I have a serious question: does it, I mean really does it, get much better than Berry Pie Bars? This is a serious question that can only be answered with one serious answer; and that answer is, No. It certainly does not. 

This time of year always makes me feel like the weather is playing tricks on me. I love the spring weather, and those first warm rays of sun that start to awaken the earth. You feel like you can hardly take one more minute of winter and then one day the clouds break, the birds chirp, and everything begins to melt.

It's really a beautiful time and every year at this time I get inspired to clean out my freezer and make room for the coming seasons fresh crops. Inevitably, I will open my freezer and find a bag of berries that were stored away just in case a reminder of summer was needed during the drudge through winter. When spring finally arrives, there is no better way to put that last bit of berries to use than Berry Pie Bars.

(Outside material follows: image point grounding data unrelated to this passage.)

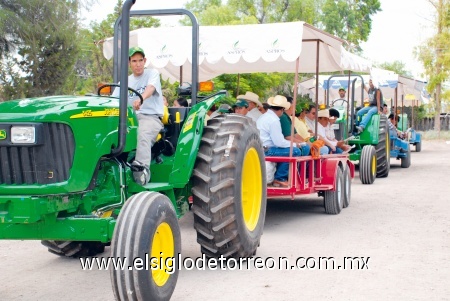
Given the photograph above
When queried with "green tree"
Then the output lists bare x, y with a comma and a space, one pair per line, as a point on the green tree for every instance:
435, 56
92, 68
46, 47
350, 20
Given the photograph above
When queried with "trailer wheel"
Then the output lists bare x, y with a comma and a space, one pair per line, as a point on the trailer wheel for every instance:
406, 161
383, 149
229, 188
347, 186
147, 229
334, 200
74, 248
418, 146
368, 165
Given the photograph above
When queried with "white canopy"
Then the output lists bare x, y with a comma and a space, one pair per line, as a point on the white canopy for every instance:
410, 89
235, 49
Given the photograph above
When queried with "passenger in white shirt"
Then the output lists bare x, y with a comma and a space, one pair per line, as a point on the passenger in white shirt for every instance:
274, 143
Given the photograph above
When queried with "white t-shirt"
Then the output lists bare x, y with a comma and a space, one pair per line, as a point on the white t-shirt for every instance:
154, 104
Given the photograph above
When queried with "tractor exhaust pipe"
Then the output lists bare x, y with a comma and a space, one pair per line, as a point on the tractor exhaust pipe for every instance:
123, 100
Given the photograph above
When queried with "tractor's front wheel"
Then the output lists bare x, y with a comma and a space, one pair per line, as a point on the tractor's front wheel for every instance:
229, 188
347, 186
146, 230
406, 161
368, 164
418, 146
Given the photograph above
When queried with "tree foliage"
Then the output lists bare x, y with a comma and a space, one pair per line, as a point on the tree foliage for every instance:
350, 20
46, 48
435, 56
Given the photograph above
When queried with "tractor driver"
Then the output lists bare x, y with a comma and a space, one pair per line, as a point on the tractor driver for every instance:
342, 100
149, 113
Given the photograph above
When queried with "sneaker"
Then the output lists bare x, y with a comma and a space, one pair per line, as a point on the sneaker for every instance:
141, 173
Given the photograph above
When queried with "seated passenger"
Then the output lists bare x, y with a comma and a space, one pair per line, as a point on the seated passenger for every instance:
322, 125
393, 131
341, 101
375, 99
340, 144
274, 143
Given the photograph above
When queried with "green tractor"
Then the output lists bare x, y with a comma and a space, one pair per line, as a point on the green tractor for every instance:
66, 179
372, 147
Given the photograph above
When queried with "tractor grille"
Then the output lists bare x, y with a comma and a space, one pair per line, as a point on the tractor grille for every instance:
47, 163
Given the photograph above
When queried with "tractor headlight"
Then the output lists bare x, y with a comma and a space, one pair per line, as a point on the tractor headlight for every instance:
23, 134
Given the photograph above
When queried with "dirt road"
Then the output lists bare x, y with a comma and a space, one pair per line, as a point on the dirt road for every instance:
398, 229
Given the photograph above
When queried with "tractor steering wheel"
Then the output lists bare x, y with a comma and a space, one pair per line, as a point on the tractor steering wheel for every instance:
340, 99
117, 85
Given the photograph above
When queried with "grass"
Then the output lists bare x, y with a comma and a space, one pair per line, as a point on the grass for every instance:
435, 135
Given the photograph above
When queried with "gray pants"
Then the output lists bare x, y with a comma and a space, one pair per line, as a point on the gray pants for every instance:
148, 130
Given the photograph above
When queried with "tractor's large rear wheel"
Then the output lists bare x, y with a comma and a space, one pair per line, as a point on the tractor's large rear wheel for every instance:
406, 161
383, 149
229, 188
334, 199
368, 164
147, 227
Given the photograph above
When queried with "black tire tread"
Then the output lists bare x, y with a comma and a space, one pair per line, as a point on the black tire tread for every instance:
365, 164
216, 218
130, 232
383, 154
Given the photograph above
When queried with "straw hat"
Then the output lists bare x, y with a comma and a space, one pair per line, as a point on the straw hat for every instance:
324, 113
279, 101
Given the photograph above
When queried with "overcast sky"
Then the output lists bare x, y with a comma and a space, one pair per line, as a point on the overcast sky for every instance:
396, 30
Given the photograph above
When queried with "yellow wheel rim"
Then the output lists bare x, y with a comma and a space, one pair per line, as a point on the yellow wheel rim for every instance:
163, 247
374, 165
251, 189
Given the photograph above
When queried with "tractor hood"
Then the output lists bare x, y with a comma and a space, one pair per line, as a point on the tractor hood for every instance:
57, 107
71, 135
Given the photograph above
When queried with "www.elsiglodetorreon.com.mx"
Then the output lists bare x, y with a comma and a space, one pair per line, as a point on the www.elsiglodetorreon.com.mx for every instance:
170, 264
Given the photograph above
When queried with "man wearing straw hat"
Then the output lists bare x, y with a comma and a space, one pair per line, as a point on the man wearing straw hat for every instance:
253, 105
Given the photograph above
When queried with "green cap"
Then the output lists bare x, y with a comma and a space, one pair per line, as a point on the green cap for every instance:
224, 108
241, 103
134, 50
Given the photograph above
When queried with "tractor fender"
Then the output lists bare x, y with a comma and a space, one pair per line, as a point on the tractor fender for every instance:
189, 142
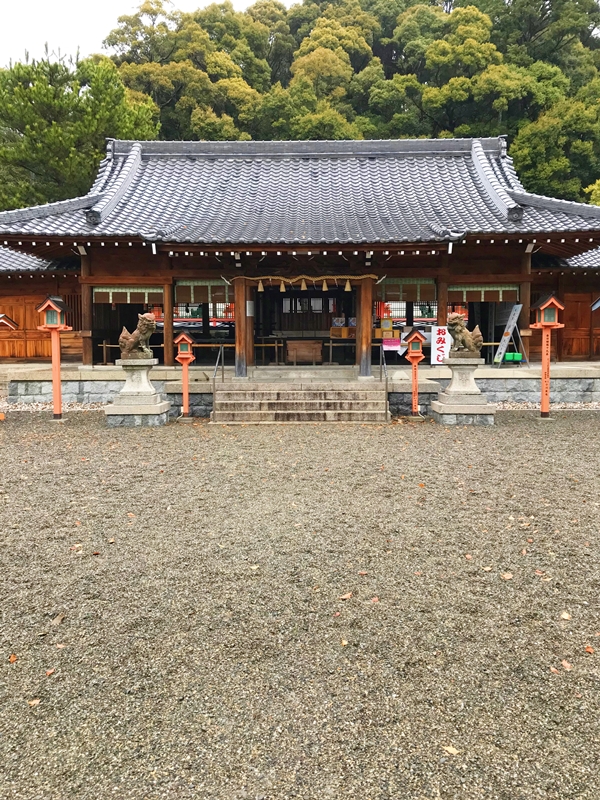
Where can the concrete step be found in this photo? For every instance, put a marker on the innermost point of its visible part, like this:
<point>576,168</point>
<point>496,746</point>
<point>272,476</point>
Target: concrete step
<point>294,394</point>
<point>300,405</point>
<point>298,416</point>
<point>295,386</point>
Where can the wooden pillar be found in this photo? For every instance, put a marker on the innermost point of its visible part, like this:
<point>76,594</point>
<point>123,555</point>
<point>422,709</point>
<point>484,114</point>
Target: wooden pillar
<point>525,300</point>
<point>240,328</point>
<point>86,313</point>
<point>364,333</point>
<point>169,357</point>
<point>205,321</point>
<point>250,323</point>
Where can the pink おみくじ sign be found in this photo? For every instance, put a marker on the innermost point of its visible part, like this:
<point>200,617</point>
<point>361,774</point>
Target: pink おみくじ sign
<point>441,342</point>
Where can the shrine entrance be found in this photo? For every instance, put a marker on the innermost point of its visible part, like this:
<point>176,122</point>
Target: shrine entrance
<point>305,326</point>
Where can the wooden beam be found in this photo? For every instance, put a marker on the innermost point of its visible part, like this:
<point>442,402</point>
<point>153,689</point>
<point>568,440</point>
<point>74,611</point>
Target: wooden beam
<point>157,279</point>
<point>169,355</point>
<point>241,370</point>
<point>87,314</point>
<point>525,299</point>
<point>364,334</point>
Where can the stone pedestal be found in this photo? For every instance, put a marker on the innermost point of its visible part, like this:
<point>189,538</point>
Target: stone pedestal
<point>462,402</point>
<point>138,404</point>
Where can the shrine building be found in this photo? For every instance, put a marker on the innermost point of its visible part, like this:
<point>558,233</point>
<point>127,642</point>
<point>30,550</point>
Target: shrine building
<point>297,252</point>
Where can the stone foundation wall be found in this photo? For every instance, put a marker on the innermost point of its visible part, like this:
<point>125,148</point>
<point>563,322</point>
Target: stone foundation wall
<point>401,403</point>
<point>521,390</point>
<point>516,390</point>
<point>72,391</point>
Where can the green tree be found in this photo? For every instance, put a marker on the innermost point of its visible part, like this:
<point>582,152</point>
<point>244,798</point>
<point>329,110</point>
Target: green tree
<point>54,121</point>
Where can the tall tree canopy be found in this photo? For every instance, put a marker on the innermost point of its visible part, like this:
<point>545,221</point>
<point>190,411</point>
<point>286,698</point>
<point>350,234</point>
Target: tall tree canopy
<point>321,69</point>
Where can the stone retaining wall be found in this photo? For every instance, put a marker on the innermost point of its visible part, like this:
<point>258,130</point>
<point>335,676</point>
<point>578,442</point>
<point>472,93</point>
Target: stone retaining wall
<point>72,391</point>
<point>516,390</point>
<point>520,390</point>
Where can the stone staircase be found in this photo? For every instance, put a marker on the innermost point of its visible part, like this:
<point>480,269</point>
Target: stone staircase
<point>261,402</point>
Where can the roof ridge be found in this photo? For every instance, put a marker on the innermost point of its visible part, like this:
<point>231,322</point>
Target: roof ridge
<point>301,148</point>
<point>49,209</point>
<point>553,204</point>
<point>496,192</point>
<point>110,199</point>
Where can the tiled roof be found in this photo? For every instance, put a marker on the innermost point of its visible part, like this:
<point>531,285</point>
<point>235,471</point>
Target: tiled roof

This recipe came from Chew Out Loud and I liked it not only because it makes a 9x13, which, let's all admit, is absolutely necessary when it's been dark and cold so long, but also because it uses greek yogurt so you can at least feel a little bit better when you have three because you will want three.




Very Berry Pie Bars

Ingredients:

  • For the crust and topping:
  • 3 cups all purpose flour
  • 1½ cup white sugar
  • Zest of one large lemon
  • 1½ cups salted butter, cold

  • For the filling:
  • 4 large eggs, lightly beaten
  • 2 cups white sugar
  • 1 cup greek yogurt
  • ¾ cup all purpose flour
  • ⅛ tsp salt
  • Juice of one large lemon
  • 2 tsp. vanilla extract
  • 30 oz any mixture of fresh blackberries, blueberries, strawberries, or raspberries

Directions:

  1. Preheat oven to 350F. Generously grease a 9x13 pan along bottom and sides. Set aside.
  2. In bowl of a food processor, lightly pulse together the flour, sugar, and lemon zest just until blended. Cut cold butter into slices and add to bowl. With a few short pulses, cut the butter into flour mixture just until mixture is crumbly. Small bits of butter remaining is fine. (You can also use a pastry cutter if you don't have a food processor.) Set aside 1½ cups of the flour/butter mixture for the topping. Pour the rest of the mixture into bottom of prepared baking pan. Press firmly for an even layer of crust on bottom of pan. (You can cover your hand with saran wrap or a plastic bag to keep the crust from sticking to your fingers.) Bake crust about 15 minutes or until golden. Remove baked crust from oven, but keep oven on.
  3. Combine eggs, sugar, Greek yogurt, flour, salt, lemon juice, and vanilla. Whisk until smooth. Carefully fold in the berries with rubber spatula. Gently spread filling over the baked crust. Sprinkle reserved topping over the filling, to make an even layer of crumble topping.
  4. Bake about 75 min to 90 min or until topping turns golden and bars are set. Cool completely at room temp before putting in fridge to chill. Chill several hours or overnight. Cut and serve cold.